So, go ahead, read the report for yourself, and leave me any flaws and/or supportive statements in the comments.

Some Software Craftsmanship treasures

While reviewing some proposals for the SoCraTes (un)conference, the German Software Craftsmanship and Testing conference, I wanted to look something up in the principles statements that we came up with back in 2009 shortly after writing down the manifesto. Unfortunately I found out that Google Groups is going to turn down files and pages inside groups, and you can just download the latest versions of the files and pages now.

After downloading them, I found some treasures, which I would like to keep – even after Google took down the pages section in their groups. So, here it is.

Software Craftsmanship Ethics

I was involved in the discussion that came up to identify the principle statements similar to the Agile manifesto and principles there. It was Doug Bradbury from 8thLight who constantly tracked what the other twelve people on the mail thread were replying, and derived something meaningful out of it in the end.
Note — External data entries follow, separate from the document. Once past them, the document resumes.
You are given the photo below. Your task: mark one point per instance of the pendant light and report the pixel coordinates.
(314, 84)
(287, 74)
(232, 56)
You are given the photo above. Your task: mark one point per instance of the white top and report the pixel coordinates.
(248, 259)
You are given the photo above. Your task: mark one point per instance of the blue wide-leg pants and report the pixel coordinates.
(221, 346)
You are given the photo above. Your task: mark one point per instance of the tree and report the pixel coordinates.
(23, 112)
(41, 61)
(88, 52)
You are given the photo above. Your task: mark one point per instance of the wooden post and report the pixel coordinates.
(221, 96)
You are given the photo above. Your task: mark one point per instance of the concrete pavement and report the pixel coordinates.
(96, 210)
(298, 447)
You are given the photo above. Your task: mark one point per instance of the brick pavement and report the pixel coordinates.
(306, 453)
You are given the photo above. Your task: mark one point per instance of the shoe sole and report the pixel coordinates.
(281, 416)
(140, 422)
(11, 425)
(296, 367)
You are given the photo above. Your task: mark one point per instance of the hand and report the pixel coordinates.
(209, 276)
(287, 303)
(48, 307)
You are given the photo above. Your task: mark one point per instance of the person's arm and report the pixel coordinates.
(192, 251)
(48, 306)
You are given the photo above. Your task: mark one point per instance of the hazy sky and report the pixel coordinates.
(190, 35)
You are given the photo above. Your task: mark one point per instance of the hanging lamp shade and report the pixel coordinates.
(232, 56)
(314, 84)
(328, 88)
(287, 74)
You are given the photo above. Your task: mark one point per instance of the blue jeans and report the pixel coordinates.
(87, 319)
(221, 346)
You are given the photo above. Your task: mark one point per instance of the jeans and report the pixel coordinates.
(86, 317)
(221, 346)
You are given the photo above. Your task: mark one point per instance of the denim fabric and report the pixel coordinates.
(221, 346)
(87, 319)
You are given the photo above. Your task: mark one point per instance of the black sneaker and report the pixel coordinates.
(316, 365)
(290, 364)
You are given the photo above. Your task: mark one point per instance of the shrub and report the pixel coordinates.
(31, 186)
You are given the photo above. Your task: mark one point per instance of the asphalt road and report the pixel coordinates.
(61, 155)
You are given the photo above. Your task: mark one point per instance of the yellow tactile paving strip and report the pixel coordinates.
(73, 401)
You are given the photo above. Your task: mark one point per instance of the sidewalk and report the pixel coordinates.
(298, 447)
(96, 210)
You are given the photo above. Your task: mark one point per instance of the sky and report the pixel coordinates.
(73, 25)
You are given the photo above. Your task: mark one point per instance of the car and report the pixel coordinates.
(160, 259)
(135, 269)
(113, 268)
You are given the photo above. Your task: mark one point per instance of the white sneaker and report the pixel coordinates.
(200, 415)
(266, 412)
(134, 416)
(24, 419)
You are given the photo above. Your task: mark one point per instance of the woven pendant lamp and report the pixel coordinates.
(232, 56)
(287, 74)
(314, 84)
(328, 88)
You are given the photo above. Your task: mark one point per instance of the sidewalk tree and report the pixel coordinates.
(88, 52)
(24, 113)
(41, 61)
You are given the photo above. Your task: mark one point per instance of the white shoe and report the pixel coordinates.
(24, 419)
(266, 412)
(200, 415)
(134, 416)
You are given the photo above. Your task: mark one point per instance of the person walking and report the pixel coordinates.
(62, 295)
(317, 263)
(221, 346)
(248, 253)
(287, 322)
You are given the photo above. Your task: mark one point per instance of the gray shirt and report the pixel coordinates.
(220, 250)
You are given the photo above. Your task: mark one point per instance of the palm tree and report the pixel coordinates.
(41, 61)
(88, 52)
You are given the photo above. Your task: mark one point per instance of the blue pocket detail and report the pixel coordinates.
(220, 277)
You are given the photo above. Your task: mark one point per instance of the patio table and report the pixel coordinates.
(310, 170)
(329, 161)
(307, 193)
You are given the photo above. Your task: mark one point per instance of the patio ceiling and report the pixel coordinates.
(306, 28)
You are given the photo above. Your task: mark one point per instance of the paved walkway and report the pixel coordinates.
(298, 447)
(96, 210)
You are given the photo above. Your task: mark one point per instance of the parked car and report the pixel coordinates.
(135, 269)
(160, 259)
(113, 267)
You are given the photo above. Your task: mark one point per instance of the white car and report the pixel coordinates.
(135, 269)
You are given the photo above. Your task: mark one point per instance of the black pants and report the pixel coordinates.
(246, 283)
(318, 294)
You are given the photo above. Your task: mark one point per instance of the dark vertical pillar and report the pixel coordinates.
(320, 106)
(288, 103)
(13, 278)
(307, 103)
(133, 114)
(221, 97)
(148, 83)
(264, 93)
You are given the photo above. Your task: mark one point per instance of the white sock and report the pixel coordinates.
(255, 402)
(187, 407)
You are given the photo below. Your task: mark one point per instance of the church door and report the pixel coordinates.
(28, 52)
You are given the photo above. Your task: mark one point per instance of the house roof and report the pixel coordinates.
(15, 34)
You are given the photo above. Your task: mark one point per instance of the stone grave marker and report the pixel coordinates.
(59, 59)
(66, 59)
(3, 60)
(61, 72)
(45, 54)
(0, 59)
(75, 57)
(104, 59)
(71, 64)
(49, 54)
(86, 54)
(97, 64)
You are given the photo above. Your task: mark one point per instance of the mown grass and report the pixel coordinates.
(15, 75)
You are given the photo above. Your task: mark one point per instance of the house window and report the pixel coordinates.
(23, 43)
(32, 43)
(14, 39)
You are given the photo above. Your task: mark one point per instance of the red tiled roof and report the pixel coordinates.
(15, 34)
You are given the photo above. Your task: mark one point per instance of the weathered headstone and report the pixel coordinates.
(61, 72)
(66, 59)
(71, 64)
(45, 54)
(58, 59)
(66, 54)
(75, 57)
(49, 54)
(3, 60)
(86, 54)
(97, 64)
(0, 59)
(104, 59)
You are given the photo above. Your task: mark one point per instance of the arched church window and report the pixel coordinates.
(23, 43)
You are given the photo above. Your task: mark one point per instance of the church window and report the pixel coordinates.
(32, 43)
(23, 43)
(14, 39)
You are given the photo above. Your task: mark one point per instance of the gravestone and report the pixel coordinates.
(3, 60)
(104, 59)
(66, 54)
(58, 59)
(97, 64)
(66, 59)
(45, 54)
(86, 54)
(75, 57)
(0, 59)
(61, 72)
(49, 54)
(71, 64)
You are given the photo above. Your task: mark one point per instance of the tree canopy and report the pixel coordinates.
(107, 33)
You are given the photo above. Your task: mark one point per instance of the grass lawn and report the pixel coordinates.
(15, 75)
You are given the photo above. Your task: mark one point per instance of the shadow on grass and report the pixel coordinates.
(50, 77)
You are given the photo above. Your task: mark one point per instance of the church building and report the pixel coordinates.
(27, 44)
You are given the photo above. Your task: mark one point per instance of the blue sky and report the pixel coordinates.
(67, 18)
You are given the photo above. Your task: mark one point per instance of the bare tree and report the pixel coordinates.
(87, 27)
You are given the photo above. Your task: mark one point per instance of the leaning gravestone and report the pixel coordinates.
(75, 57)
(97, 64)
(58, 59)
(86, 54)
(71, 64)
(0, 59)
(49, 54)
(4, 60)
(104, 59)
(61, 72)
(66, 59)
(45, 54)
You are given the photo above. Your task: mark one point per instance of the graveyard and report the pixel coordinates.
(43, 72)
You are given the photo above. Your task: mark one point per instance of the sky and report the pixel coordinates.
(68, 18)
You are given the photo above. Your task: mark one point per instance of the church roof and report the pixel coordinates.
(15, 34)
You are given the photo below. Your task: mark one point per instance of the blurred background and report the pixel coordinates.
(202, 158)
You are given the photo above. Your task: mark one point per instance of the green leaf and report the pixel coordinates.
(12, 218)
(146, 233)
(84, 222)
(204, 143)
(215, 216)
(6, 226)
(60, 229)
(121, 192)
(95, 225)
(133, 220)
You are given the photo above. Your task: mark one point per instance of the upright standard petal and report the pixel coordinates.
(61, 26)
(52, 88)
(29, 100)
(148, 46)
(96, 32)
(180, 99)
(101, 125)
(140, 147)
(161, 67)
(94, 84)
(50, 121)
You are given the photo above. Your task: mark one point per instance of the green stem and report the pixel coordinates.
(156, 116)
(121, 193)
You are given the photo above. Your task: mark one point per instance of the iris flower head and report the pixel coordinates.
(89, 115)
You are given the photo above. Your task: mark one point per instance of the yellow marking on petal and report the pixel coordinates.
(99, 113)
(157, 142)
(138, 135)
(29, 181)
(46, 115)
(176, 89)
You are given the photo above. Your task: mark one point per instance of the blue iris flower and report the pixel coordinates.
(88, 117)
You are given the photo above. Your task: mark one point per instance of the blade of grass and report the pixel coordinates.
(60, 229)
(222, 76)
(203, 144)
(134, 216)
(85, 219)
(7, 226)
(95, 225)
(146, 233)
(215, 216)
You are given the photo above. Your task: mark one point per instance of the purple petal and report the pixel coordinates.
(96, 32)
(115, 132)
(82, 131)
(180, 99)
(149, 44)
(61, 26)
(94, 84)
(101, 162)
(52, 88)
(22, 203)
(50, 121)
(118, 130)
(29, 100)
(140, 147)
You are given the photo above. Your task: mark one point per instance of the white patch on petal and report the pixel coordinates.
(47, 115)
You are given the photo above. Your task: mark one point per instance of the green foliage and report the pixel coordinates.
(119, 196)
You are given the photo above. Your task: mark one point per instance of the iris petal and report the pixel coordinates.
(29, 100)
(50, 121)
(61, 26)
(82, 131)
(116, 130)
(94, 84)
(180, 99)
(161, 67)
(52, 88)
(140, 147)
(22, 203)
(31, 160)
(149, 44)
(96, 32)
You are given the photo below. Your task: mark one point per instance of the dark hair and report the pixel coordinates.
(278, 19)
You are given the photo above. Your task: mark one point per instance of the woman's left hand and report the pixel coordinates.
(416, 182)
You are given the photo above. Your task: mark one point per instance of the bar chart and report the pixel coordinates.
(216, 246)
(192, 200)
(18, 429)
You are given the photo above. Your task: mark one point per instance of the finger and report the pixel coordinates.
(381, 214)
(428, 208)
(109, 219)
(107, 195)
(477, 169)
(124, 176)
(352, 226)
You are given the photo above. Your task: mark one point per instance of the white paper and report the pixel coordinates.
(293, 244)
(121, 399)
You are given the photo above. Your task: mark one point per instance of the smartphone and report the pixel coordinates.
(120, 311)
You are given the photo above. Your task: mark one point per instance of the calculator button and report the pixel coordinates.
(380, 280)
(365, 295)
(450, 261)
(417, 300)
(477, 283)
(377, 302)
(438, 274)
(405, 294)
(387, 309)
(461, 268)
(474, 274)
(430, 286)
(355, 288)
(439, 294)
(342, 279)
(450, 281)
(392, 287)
I don’t recall why these principles – which we later called the ethics – were never published on the manifesto page, but I think it had something to do with the discussion on the mailing list after we announced the final draft for discussion. (I obviously didn’t take the time to follow that discussion. There were too many replies for me to keep track.) So, here is the final version. Interestingly we saw the four main categories also in the four statements of the manifesto.

The Software Craftsman’s Ethic

***DRAFT*****

We Care
We consider it our responsibility
  to gain the trust of the businesses we serve;
    therefore, we
      take our customer’s problems as seriously as they do and
      stake our reputation on the quality of the work we produce
.

We Practice
We consider it our responsibility
  to write code that is defect-free, proven, readable, understandable and malleable;
    therefore, we
      follow our chosen practices meticulously even under pressure and
      practice our techniques regularly.

We Learn
We consider it our responsibility
  to hone our craft in pursuit of mastery;
    therefore, we
      continuously explore new technologies and
      read and study the work of other craftsmen.

We Share
We consider it our responsibility
  to perpetuate the craft of Software;
    therefore, we
      enlist apprentices to learn it and
      actively engage other craftsmen in dialogue and practice.

Original Software Craftsmanship Charter

In the early days we were struggling on how to get started. Back in November and December 2008 we collected together some statements from the books that we felt strong about. In the archive, this is kept as the original Software Craftsmanship charter. Later some of these statements were turned in for the manifesto and the principles. You can already see the structure of the final manifesto in there, but it’s still merely a brainstorming list. Here is the version from the google groups pages:

Original Software Craftsmanship Charter

Raising the Bar

As an aspiring craftsman/professional,

… we can say no– Do no harm

… we can work in a way we can take pride in.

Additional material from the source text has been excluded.